Former Heygate residents Jerry Flynn and Adrian Glasspool have also complained to the council about the number of approved planning applications which promise social rented units but ultimately deliver ‘affordable’ homes in their place. As social rent is tied to typical local earnings it is often dramatically lower than ‘affordable’ rents, which are set at up to 80 percent of market rent levels.
In Southwark that could mean the difference between paying under £100 a week to the council in rent or £200 a week for the same size ‘affordable’ home next door.
Last year the News reported how 44 social rented flats promised at the luxury Bermondsey Spa development were never delivered. ‘Affordable’ units are offered on that development at £184 per week for a two bedroom property. In October the Southwark Council confirmed they would not be taking any legal action in that case.
This news comes in the same week as Southwark was shown to have lost the highest amount of social rented units through recent regeneration schemes across all London boroughs.
According to London Assembly Member, Darren Johnson, figures taken from live planning applications recorded on the London Development Database show that Southwark has lost over two thousand social rented homes, largely because the Heygate and parts of the Aylesbury are counted within that total.
Darren Johnson has called for a halt to the demolition of council homes unless “absolutely necessary” as properties which are “genuinely affordable to Londoners” become scarce.
“With a few exceptions, estate regeneration has been a complete disaster in London and has made our housing crisis worse,” said Mr Johnson.
Southwark’s Cllr Williams says Mr Johnson’s figures do not take into account the new social rented (set at council rent levels) and affordable homes (set at up to 80 percent of market rents) which have been and will be built in the borough.

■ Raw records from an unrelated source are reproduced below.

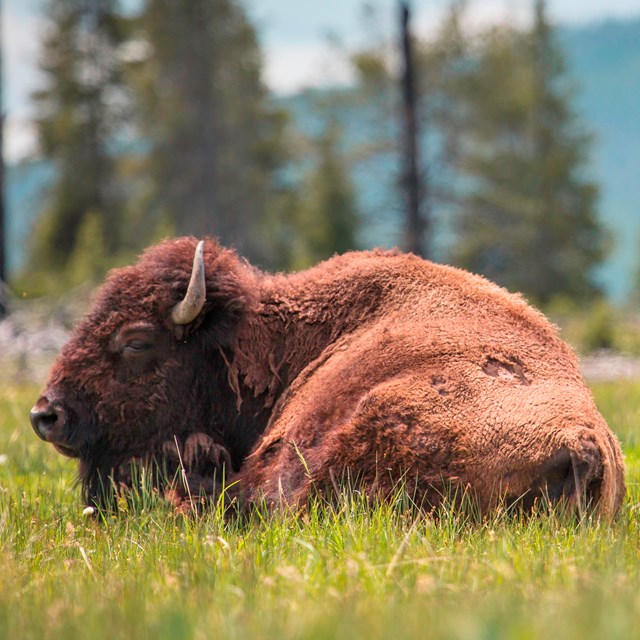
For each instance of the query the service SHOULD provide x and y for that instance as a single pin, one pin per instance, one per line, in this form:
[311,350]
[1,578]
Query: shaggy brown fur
[378,364]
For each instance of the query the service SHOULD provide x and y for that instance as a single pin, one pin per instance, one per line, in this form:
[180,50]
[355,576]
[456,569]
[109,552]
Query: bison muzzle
[376,366]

“Southwark Council has one of the best records in the country for delivering new affordable homes, with 2,646 delivered in the last five years with over half of these at social rents. We also have the biggest council home building programme in the country, with 11,000 new council homes planned by 2043 and the first 1,500 of these complete by the end of 2018. In Southwark we are carrying out some of the country’s largest estate regeneration programmes, which are replacing poorly designed homes that often have failing heating systems, with new modern homes including genuinely affordable social rent homes.
“This is the first year we have recorded any net loss which will be temporary. Once our key regeneration areas, like the Elephant and Castle, are completed we will see an overall increase in social housing in our borough, which will be further bolstered by our council home building programme.”